The servers taken offline were based in northern Virginia, so sites with servers based there were among those that went down. Amazon is taking a number of steps to ensure this doesn't happen again, from auditing their systems and workflows to changing the tool used in the initial error to, in the company's words, "prevent an incorrect input from triggering a similar event in the future."
Incidentally, one company whose business didn't grind to a halt? Amazon itself. Though the company had to contend with a major tech compromise on one arm of its business, its core retail business on Amazon.com was fine, while 54 of the other top 100 retailers on the Internet -- sites Amazon might call competitors -- were crippled.
"We want to apologize for the impact this event caused for our customers," the company's letter concluded. "We know how critical this service is to our customers, their applications and end users, and their businesses."

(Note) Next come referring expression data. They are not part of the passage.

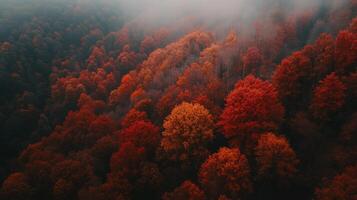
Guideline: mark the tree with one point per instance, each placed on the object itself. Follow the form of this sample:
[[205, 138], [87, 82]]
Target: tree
[[187, 131], [276, 160], [342, 186], [252, 61], [345, 53], [141, 134], [293, 77], [186, 191], [329, 97], [226, 173], [132, 116], [16, 187], [251, 108]]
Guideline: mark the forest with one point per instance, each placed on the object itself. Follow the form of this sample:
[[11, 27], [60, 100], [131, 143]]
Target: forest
[[178, 100]]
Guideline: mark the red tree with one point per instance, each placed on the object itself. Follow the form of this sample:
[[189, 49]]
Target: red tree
[[226, 173], [329, 97], [251, 108]]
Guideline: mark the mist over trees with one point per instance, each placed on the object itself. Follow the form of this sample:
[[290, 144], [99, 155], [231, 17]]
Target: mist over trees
[[180, 100]]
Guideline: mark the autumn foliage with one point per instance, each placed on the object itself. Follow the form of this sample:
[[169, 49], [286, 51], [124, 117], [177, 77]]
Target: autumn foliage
[[97, 105]]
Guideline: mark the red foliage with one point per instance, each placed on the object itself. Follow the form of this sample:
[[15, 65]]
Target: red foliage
[[252, 107], [252, 61], [292, 77], [141, 134], [16, 187], [342, 186], [226, 173], [186, 191], [276, 160], [329, 97]]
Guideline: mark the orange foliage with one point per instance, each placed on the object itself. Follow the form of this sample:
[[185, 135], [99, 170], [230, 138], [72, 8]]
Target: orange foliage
[[226, 173], [329, 97], [276, 160], [252, 107], [187, 131], [186, 191]]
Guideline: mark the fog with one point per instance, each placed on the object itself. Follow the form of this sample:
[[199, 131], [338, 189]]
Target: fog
[[222, 11]]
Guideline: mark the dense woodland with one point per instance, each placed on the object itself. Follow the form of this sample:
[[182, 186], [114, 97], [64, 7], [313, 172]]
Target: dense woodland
[[97, 105]]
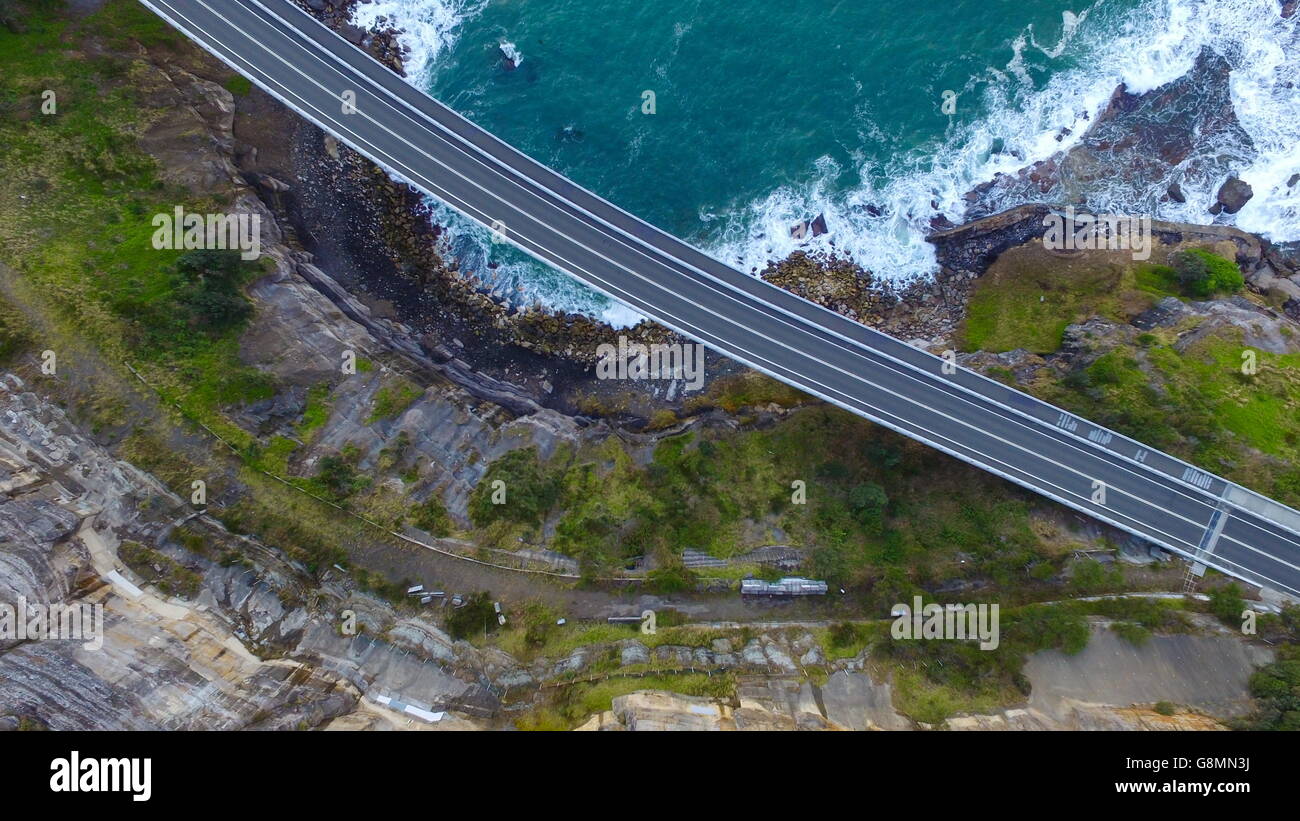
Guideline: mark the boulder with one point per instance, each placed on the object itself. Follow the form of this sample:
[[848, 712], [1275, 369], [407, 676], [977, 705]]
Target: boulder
[[1233, 196]]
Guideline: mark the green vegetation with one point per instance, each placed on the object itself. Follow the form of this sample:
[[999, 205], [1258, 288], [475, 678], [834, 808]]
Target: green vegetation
[[872, 511], [1131, 633], [14, 334], [524, 495], [939, 678], [238, 85], [1227, 604], [76, 213], [1204, 398], [393, 399], [1277, 686], [1027, 298], [576, 703], [432, 517], [1201, 273]]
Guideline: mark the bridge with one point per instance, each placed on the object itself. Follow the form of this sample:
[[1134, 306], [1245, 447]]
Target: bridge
[[1049, 451]]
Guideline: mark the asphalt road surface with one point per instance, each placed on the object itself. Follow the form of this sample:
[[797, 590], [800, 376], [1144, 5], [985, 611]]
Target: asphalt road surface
[[1097, 472]]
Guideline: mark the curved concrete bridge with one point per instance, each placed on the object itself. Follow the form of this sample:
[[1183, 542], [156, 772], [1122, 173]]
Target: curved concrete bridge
[[1049, 451]]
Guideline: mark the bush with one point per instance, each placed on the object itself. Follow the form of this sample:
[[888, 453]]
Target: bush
[[1226, 603], [432, 517], [1203, 273], [1131, 633]]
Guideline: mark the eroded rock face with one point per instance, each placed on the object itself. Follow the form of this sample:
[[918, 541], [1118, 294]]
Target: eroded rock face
[[1233, 196], [1181, 126]]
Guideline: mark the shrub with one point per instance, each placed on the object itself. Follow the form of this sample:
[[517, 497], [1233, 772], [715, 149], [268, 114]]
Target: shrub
[[1203, 273], [529, 492], [475, 615], [432, 517]]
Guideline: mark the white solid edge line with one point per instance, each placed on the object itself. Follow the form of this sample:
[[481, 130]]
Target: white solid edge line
[[923, 437], [839, 318]]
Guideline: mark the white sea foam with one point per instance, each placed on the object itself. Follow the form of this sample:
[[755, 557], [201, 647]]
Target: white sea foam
[[882, 225], [429, 27], [1152, 46]]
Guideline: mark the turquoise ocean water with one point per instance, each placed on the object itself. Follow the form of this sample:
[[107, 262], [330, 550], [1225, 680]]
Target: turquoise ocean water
[[768, 112]]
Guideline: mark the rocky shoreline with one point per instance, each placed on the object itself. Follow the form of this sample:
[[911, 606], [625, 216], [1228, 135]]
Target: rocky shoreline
[[926, 312]]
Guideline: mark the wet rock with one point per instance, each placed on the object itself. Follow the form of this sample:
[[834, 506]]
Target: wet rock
[[1233, 196]]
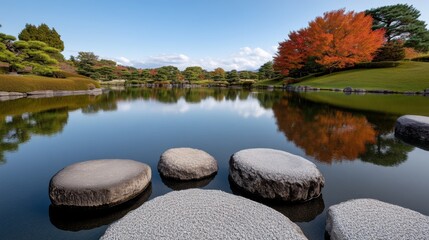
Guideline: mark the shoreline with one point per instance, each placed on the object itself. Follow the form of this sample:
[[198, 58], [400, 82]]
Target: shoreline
[[5, 96]]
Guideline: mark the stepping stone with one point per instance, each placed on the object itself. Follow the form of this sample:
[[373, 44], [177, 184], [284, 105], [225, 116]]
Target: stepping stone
[[186, 164], [413, 129], [183, 185], [274, 174], [99, 183], [203, 214], [373, 219], [77, 219]]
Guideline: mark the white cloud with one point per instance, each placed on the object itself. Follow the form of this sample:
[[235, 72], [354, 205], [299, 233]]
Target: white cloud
[[246, 58]]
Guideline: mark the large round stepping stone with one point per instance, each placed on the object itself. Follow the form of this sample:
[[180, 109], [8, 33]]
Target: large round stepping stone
[[413, 128], [203, 214], [99, 183], [186, 164], [275, 174], [373, 219], [77, 219]]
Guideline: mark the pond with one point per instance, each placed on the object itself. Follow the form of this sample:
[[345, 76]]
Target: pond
[[354, 148]]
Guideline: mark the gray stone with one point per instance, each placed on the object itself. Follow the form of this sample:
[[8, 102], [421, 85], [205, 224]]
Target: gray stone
[[99, 183], [413, 127], [203, 214], [77, 219], [373, 219], [186, 164], [275, 174]]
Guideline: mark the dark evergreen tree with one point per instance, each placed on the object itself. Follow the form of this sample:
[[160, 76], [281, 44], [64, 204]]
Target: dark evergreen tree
[[42, 33], [401, 23]]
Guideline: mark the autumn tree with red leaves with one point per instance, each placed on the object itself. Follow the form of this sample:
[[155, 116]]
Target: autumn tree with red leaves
[[337, 40]]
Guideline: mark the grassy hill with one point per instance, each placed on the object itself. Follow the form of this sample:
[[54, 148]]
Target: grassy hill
[[28, 83], [408, 76]]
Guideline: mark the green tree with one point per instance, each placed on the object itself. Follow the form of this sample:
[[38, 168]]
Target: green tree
[[218, 74], [42, 33], [169, 73], [266, 71], [7, 53], [145, 74], [391, 51], [401, 23], [232, 76], [106, 73], [85, 62], [193, 73], [37, 55]]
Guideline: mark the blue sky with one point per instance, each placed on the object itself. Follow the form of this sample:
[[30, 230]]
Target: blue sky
[[233, 34]]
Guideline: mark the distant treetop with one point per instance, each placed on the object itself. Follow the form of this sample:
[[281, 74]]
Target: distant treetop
[[401, 22], [42, 33]]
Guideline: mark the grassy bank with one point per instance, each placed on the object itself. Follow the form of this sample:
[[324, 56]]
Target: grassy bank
[[28, 83], [409, 76], [397, 104]]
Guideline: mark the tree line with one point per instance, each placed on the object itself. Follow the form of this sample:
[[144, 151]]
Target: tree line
[[340, 39], [89, 64], [337, 40]]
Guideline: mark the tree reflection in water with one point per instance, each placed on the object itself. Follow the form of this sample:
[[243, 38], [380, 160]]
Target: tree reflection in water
[[326, 133], [330, 134]]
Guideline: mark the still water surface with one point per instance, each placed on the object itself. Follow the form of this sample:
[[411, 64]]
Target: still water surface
[[355, 150]]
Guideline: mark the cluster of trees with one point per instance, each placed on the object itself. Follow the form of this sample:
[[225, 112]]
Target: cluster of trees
[[37, 50], [89, 64], [340, 39]]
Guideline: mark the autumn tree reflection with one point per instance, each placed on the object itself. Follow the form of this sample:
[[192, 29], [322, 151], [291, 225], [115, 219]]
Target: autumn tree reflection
[[325, 134]]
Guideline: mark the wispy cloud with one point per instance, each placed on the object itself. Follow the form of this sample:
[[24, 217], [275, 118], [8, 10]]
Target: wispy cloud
[[245, 59]]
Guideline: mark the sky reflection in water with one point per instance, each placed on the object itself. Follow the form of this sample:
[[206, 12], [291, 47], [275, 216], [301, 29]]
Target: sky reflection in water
[[355, 150]]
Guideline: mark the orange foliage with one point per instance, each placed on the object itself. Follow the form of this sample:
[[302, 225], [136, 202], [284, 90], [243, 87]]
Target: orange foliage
[[292, 54], [339, 39], [328, 136]]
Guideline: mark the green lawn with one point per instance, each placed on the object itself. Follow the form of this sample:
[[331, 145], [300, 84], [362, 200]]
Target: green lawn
[[28, 83], [398, 104], [409, 76]]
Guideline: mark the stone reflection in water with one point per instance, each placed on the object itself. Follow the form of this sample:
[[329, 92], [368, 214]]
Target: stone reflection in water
[[76, 219], [388, 150], [325, 134], [19, 128], [22, 118], [177, 185], [296, 212]]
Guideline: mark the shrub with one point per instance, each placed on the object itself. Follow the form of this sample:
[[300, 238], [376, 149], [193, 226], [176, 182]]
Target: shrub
[[410, 53], [59, 74], [421, 59], [384, 64], [391, 51], [91, 86]]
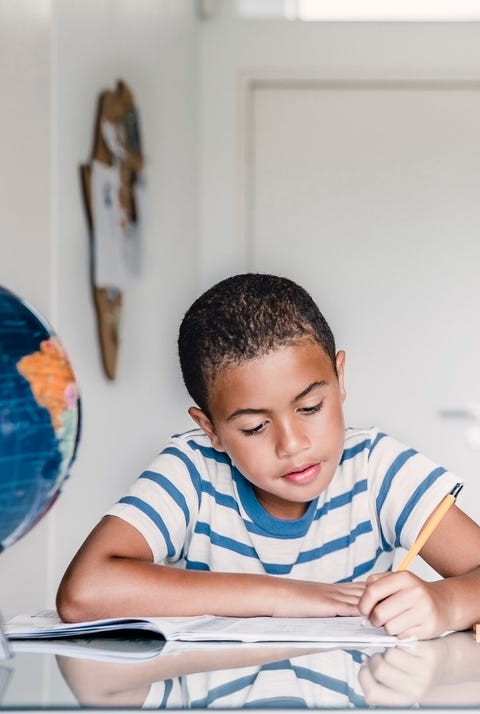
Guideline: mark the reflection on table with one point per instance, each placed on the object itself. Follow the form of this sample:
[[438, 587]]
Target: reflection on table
[[142, 672]]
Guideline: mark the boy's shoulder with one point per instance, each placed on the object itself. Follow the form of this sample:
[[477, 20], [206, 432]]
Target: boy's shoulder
[[355, 435]]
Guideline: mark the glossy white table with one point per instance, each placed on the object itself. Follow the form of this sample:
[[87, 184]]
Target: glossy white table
[[442, 674]]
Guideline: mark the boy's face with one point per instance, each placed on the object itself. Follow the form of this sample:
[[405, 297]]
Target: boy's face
[[280, 419]]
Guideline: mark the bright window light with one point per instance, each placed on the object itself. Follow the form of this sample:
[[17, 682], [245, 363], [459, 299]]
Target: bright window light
[[453, 10]]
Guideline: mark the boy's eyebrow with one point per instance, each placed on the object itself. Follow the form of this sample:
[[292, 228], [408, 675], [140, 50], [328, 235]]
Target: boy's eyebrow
[[307, 390]]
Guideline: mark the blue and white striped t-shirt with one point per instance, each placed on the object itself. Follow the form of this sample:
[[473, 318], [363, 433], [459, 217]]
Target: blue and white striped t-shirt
[[197, 511], [315, 680]]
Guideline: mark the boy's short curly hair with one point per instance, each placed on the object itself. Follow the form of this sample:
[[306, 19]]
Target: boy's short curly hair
[[243, 317]]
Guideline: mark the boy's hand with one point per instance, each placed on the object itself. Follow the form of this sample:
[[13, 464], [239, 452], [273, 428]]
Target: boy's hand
[[300, 598], [401, 676], [405, 605]]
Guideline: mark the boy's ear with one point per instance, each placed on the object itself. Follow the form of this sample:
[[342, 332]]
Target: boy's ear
[[203, 421], [340, 364]]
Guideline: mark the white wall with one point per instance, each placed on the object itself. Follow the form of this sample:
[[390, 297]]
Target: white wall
[[232, 49], [56, 56]]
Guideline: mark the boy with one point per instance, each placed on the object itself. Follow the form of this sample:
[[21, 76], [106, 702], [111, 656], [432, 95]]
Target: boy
[[271, 507]]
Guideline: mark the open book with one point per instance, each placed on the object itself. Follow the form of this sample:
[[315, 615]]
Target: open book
[[207, 628]]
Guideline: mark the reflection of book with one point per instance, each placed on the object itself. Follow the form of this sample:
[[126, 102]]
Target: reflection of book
[[207, 628], [109, 647]]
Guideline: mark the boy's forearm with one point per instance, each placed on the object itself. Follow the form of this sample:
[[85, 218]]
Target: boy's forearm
[[120, 587], [461, 597]]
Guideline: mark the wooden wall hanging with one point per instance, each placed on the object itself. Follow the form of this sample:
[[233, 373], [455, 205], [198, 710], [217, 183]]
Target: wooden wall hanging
[[112, 187]]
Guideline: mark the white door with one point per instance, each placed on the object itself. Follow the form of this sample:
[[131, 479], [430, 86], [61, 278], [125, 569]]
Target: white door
[[368, 194]]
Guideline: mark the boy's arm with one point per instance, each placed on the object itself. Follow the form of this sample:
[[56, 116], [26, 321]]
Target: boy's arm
[[408, 606], [113, 575]]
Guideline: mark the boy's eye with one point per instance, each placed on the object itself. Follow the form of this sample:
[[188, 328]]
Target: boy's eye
[[311, 410], [255, 429]]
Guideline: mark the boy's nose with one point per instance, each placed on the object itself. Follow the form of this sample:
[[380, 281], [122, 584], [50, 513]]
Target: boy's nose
[[291, 439]]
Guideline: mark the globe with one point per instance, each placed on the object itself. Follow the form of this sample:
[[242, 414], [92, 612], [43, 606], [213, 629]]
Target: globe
[[39, 417]]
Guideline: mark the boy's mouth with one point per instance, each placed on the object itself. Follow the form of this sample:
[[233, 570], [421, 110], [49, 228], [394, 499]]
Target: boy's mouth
[[303, 475]]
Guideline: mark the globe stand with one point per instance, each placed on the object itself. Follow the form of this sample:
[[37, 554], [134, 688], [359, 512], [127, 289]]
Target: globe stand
[[5, 650]]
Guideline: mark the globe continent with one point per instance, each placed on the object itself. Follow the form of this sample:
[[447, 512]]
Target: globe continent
[[39, 417]]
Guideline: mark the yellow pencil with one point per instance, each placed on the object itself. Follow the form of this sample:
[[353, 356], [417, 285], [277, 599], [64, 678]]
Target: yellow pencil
[[430, 526]]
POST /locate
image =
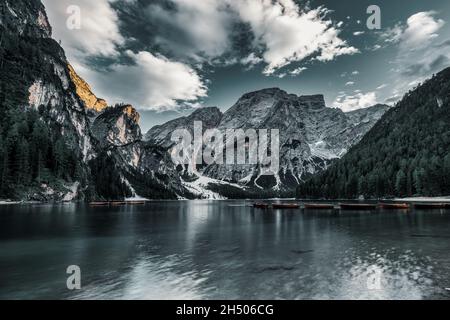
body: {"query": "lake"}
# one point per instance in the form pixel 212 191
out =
pixel 222 250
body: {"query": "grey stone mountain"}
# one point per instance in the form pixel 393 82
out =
pixel 311 137
pixel 109 158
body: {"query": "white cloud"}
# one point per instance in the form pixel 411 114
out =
pixel 251 60
pixel 99 33
pixel 357 101
pixel 288 34
pixel 152 82
pixel 204 27
pixel 297 71
pixel 421 27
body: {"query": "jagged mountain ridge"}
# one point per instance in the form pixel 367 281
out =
pixel 109 159
pixel 52 112
pixel 311 135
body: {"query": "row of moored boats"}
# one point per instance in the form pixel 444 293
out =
pixel 351 206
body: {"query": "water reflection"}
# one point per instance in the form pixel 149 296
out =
pixel 222 250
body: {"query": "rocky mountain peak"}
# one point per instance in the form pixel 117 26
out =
pixel 313 101
pixel 85 93
pixel 117 126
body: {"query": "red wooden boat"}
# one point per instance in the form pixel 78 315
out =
pixel 319 206
pixel 261 206
pixel 286 206
pixel 357 206
pixel 430 205
pixel 394 206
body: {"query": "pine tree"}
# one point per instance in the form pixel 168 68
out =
pixel 400 183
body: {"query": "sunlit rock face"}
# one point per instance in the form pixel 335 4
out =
pixel 117 126
pixel 85 93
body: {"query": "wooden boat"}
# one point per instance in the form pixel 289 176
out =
pixel 118 203
pixel 430 205
pixel 98 204
pixel 394 206
pixel 261 206
pixel 357 206
pixel 319 206
pixel 286 206
pixel 136 203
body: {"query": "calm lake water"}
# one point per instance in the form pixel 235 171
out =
pixel 222 250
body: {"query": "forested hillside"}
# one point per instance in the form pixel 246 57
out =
pixel 407 152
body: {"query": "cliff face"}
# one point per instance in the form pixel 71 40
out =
pixel 85 93
pixel 311 136
pixel 117 126
pixel 36 86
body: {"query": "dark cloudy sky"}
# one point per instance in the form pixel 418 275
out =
pixel 167 57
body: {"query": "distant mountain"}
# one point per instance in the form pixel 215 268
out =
pixel 311 136
pixel 405 154
pixel 59 141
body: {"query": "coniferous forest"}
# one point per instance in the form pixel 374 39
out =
pixel 407 153
pixel 31 152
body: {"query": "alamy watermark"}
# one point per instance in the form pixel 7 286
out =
pixel 228 146
pixel 74 280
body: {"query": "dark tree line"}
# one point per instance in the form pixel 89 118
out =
pixel 407 153
pixel 31 152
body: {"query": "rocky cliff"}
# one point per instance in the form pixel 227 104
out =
pixel 311 136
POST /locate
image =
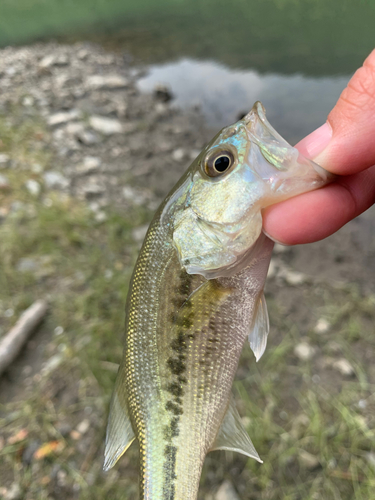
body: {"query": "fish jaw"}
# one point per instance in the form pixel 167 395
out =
pixel 216 221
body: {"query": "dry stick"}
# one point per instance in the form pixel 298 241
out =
pixel 13 341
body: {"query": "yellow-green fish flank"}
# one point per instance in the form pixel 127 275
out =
pixel 195 296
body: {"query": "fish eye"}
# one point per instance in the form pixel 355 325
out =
pixel 218 163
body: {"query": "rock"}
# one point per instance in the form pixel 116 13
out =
pixel 4 160
pixel 333 347
pixel 83 426
pixel 111 82
pixel 293 278
pixel 63 428
pixel 90 164
pixel 163 93
pixel 36 168
pixel 13 493
pixel 133 195
pixel 299 425
pixel 55 180
pixel 226 492
pixel 63 117
pixel 344 367
pixel 4 183
pixel 106 126
pixel 279 248
pixel 33 187
pixel 139 233
pixel 27 455
pixel 27 265
pixel 82 54
pixel 73 128
pixel 370 457
pixel 28 101
pixel 178 154
pixel 88 138
pixel 53 60
pixel 308 461
pixel 51 365
pixel 93 189
pixel 304 351
pixel 322 326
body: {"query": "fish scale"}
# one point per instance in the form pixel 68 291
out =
pixel 195 296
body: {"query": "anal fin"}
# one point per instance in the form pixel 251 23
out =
pixel 232 435
pixel 259 328
pixel 120 434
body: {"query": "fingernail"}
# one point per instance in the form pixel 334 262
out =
pixel 315 143
pixel 274 240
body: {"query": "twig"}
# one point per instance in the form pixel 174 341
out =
pixel 13 341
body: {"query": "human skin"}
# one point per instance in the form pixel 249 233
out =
pixel 344 145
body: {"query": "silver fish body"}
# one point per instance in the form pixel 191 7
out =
pixel 196 294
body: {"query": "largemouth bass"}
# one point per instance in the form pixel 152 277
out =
pixel 195 296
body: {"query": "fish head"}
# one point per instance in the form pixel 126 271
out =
pixel 215 210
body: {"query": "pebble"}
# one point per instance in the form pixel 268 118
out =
pixel 27 455
pixel 83 426
pixel 370 457
pixel 33 187
pixel 226 492
pixel 55 180
pixel 322 326
pixel 63 117
pixel 28 101
pixel 96 82
pixel 13 493
pixel 51 365
pixel 304 351
pixel 93 189
pixel 36 168
pixel 307 460
pixel 101 216
pixel 139 233
pixel 88 138
pixel 178 154
pixel 4 183
pixel 133 195
pixel 344 367
pixel 26 265
pixel 106 126
pixel 4 160
pixel 293 278
pixel 89 165
pixel 53 60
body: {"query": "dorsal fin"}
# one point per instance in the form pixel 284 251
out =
pixel 259 328
pixel 120 434
pixel 232 435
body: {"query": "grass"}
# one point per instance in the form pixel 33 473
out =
pixel 295 411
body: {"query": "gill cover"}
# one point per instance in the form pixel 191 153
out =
pixel 217 218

There's some reason to sympathize with Amazon -- or more at least, the poor chuckleheads who were probably fired over this. When I make sutpid typoz onf blag pots, it's bad, sure. It's not cool. But no one's livelihood for a day dramatically suffers over it. Entering command lines and code of any kind, especially at this level, can involve meticulous attention to detail as well as trial and error. This is like accidentally busting the HTML website you were working on for your intro-to-coding class the night before handing it in, but with millions of dollars in server space on the table. It's huge. Upwards of three to four trillion pieces of data for almost 150,000 sites are stored on the S3 servers, by one analyst's estimate.